La Duke ne devient pas pour autant un gentleman complet. On se penche encore un peu plus vers l'avant, on obtient plus de pression sur l'avant et donc aussi plus de sensation de ce que le pneu avant est en train de faire. C'est plus sportif, sans être à nouveau inconfortablement radical. Voilà comme on aime ça !
Pas de vainqueur clair au freinage
J'aurais volontiers fait un test de freinage définitif en alternant directement entre les deux motos. Cela n'a cependant pas été possible dans ce cas, car la KTM était encore en lancement presse au moment des prises de vue. Il reste tout de même une image claire des essais respectifs : les deux systèmes de freinage fonctionnent bien et aucun des deux n'a été calibré inutilement mordant. Cela correspond au domaine d'utilisation, car ni Triumph ni KTM ne veulent ici séduire uniquement les rats d'épingles expérimentés.

Les nouveaux venus et les changeurs de moto doivent eux aussi se sentir à l'aise. Un frein qui, dès le premier contact avec le levier, essaie déjà d'arrêter la rotation de la Terre, serait ici déplacé.
Prix : KTM 790 Duke vs. Triumph Trident 800
On pourrait maintenant penser : la Triumph a plus de puissance, quickshifter et régulateur de vitesse de série - donc financièrement, ça devient vraiment atroce. Ce n'est pas si terrible. En Allemagne, la Triumph Trident 800 coûte à peine 9 700 euros, la KTM 790 Duke à peine 8 700 euros. Il y a donc environ 1 000 euros d'écart entre les deux motos. Il faut cependant tenir compte, pour la Duke, du fait que le quickshifter et le régulateur de vitesse doivent être payés en supplément.
Et c'est précisément pour cela qu'il ne faut pas comparer uniquement le prix de base brut. Qui équipe la KTM en conséquence voit une partie de son avantage de prix fondre à nouveau. Les prix actuels se trouvent ici : acheter une KTM 790 Duke et une Triumph Trident 800.
Trident 800 ou 790 Duke : laquelle est la meilleure ?

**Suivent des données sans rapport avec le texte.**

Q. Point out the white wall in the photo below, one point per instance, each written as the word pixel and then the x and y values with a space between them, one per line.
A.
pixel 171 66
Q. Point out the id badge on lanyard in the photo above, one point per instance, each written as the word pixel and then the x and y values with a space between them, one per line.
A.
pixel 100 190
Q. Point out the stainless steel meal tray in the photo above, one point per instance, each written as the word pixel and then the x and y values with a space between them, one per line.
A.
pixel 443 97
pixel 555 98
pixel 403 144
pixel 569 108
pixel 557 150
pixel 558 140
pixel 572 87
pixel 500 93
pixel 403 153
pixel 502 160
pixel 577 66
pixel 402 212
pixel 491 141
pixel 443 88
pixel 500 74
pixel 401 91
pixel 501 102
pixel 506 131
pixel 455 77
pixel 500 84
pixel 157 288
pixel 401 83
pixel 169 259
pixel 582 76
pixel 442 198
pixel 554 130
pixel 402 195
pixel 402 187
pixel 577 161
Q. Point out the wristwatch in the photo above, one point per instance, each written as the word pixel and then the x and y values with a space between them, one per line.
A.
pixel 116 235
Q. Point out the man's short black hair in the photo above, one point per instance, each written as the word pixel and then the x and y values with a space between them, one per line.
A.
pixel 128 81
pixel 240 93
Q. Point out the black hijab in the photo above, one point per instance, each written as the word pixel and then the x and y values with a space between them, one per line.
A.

Que reste-t-il donc après cette comparaison quelque peu décalée ?
La Triumph Trident 800 est pour moi le roadster élégant. Son tricylindre tourne avec souplesse, chante magnifiquement, a plus de réserves en haut et se laisse pourtant conduire de manière totalement détendue. Le châssis permet des sorties sportives, sans reléguer le confort au second plan. La position de conduite, l'équipement de série et le quickshifter tout en douceur s'inscrivent dans cette image.
La KTM 790 Duke est la moto la plus effrontée. Son bicylindre frappe fort avec 87 Nm, justement en bas et au milieu, le châssis plus ferme appelle davantage l'attaque, et la position de conduite rapproche de la roue avant. Elle est devenue plus accessible en 2026, sans pour autant jeter par-dessus bord son ancien caractère de scalpel.
Laquelle est la meilleure ? Cela dépend de manière inhabituellement forte de ce qu'on entend par un bon roadster nu. Qui veut disséquer les épingles après le travail devrait absolument essayer la KTM. Qui associe en revanche sportivité à plus de sérénité, de confort et à ce magnifique triple, atterrira sans doute sur la Triumph.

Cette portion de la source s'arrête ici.